On this day in 1921, the British House of Commons emphatically endorsed the Anglo-Irish Treaty, amid much self-congratulation about imperial generosity and forgiveness and the contention from one speaker that “the curse of Ireland has been the length of her memory”.
That memory will be needed in the coming months and years as the Brexit process evolves. In the aftermath of agreement between the EU and UK on moving to stage two, there have been assertions on the Irish side about “cast-iron guarantees” in relation to the Irish Border and the extent to which the agreement is “bullet-proof”. In contrast, Brexit secretary David Davis referred to it as a “statement of intent” before he was forced to backtrack.
The history of Anglo-Irish relations is a reminder of how agreements and phrases can be read in different ways, and there is much in last week’s EU-UK report that falls into that category along with, on the report’s cover, “the caveat that nothing is agreed until everything is agreed”.
One of the reasons British parliamentarians were smug this time 96 years ago was because they had outmanoeuvred the Irish signatories of the treaty; in particular, prime minister David Lloyd George had ensured the negotiations did not break down on the question of partition, by getting Arthur Griffith to promise he would not scupper the talks on this matter. He did this after the promise of a future Boundary Commission which Sinn Féin believed, and was led to believe, would recommend large parts of the northern state brought into being the previous year be transferred to the new southern Free State, ultimately making Northern Ireland economically and politically unviable.
Economics and geography
That the Irish delegates were sold a pup on this issue was apparent on this day 96 years ago when Lloyd George insisted in the House of Commons he had never suggested Tyrone and Fermanagh would be transferred to southern Ireland “if Sinn Féin had a majority in the two counties . . . on the contrary all I had ever suggested was that the character of the population should be taken into account as well as economic and geographic conditions”. That, he said, was the Boundary Commission’s task.
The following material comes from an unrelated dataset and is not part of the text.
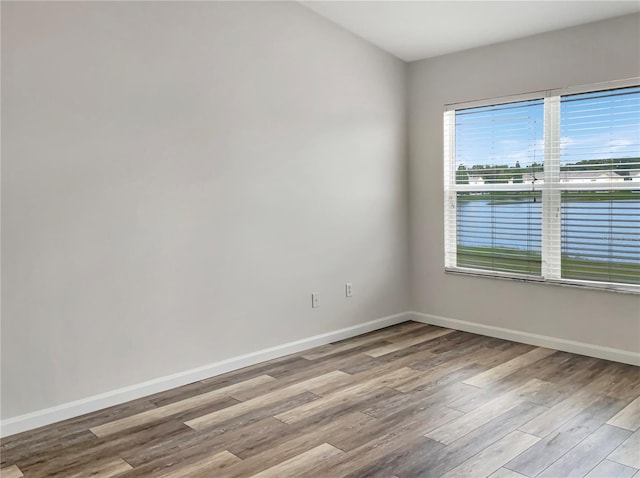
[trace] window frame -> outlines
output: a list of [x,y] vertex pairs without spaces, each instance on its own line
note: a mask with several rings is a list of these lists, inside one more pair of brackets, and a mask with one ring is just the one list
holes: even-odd
[[[554,88],[548,90],[533,91],[518,95],[502,96],[497,98],[486,98],[481,100],[450,103],[444,107],[443,115],[443,139],[444,139],[444,271],[451,274],[461,274],[474,277],[495,278],[504,280],[515,280],[519,282],[533,282],[538,284],[560,285],[569,287],[580,287],[596,290],[608,290],[620,293],[631,293],[640,295],[640,284],[626,284],[620,282],[591,281],[583,279],[568,279],[561,276],[561,249],[557,245],[552,245],[553,238],[560,237],[561,221],[552,220],[554,214],[560,216],[562,189],[551,187],[552,181],[547,181],[549,169],[559,173],[560,171],[560,103],[562,96],[593,93],[598,91],[614,90],[619,88],[640,87],[640,77],[628,78],[624,80],[607,81],[580,86],[564,88]],[[492,271],[485,269],[474,269],[457,266],[457,193],[465,189],[477,190],[477,186],[465,188],[471,185],[456,185],[456,110],[480,108],[487,106],[497,106],[508,103],[516,103],[531,100],[544,101],[544,165],[545,181],[541,185],[542,193],[542,270],[540,276],[519,274],[513,272]],[[549,166],[548,166],[549,163]],[[557,163],[557,164],[555,164]],[[557,166],[557,167],[556,167]],[[559,182],[559,181],[558,181]],[[516,185],[494,184],[487,190],[525,190],[526,187],[515,187]],[[519,185],[517,185],[519,186]],[[523,184],[522,186],[528,186]],[[580,186],[580,185],[578,185]],[[586,186],[589,186],[585,183]],[[549,261],[548,259],[551,259]],[[451,264],[454,264],[453,266]]]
The alarm bells should have been ringing in Dublin, but at that stage, Sinn Féin was understandably preoccupied with getting the Dáil to ratify the treaty at a time when this newspaper warned that “every hour’s delay is pregnant with danger”. The Dáil eventually ratified the treaty the following month; such was the widespread belief the Boundary Commission would “deliver” for the new Free State that the Border question hardly featured in the treaty debates.
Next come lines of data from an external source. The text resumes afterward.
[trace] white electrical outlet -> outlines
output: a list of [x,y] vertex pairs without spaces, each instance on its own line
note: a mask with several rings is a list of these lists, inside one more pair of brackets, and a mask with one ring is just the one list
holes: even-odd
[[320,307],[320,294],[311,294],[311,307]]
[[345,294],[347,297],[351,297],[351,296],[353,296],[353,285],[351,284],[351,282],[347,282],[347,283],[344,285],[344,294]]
The relevant article of the treaty stated that the extent of the “boundaries between Northern Ireland and the rest of Ireland” would be decided “in accordance with the wishes of the inhabitants, so far as may be compatible with economic and geographic conditions” by a three-man commission. The ambiguities were, of course, calculated. How were the wishes of the inhabitants to be ascertained? Did it hold out the possibility of a two-way transfer? The chair would be appointed by Britain and the Irish side had shown a remarkable lack of judgment in leaving such hostages to fortune. Their view that Counties Tyrone and Fermanagh as well as large transfers of South Armagh and Newry and Derry City were the prizes on offer were delusional. When the commission was eventually appointed in 1924, its chairman, British-born South African jurist Richard Feetham, refused to consider plebiscites for Irish Border counties even though other post-first World War commissions redrew borders in Europe based on plebiscites.
Fool’s paradise
When the commission’s report was leaked in 1925, it not only revealed the big prizes north of the Border were not on offer; it also recommended that a part of east Donegal be transferred to Northern Ireland. As head of government, WT Cosgrave had to rush to London to get the report suppressed and the Border remained as it was. Northern Ireland’s prime minister James Craig was greatly strengthened and he accused the Free State, hardly inaccurately, of having lived in a “fool’s paradise” in believing the commission would hold out the prospect of Irish unity. Northern nationalists regarded it as a travesty and the reverberations of this are still felt today, which is why Taoiseach Leo Varadkar pointedly promised northern nationalists last week that “no Irish Government will ever again leave northern nationalists behind”.
A measure of the weakness and isolation of Cosgrave was that he could only cry foul because Lloyd George had “given the impression” of changes to the Border favourable to Irish nationalists. Impressions and aspirations mean little; during the next phase of the Brexit process what matters is legal clarity and the dispelling of deliberate ambiguity and contradiction. At least today, Irish negotiators, unlike in 1921, are not isolated and are carrying more than just the weight of memory.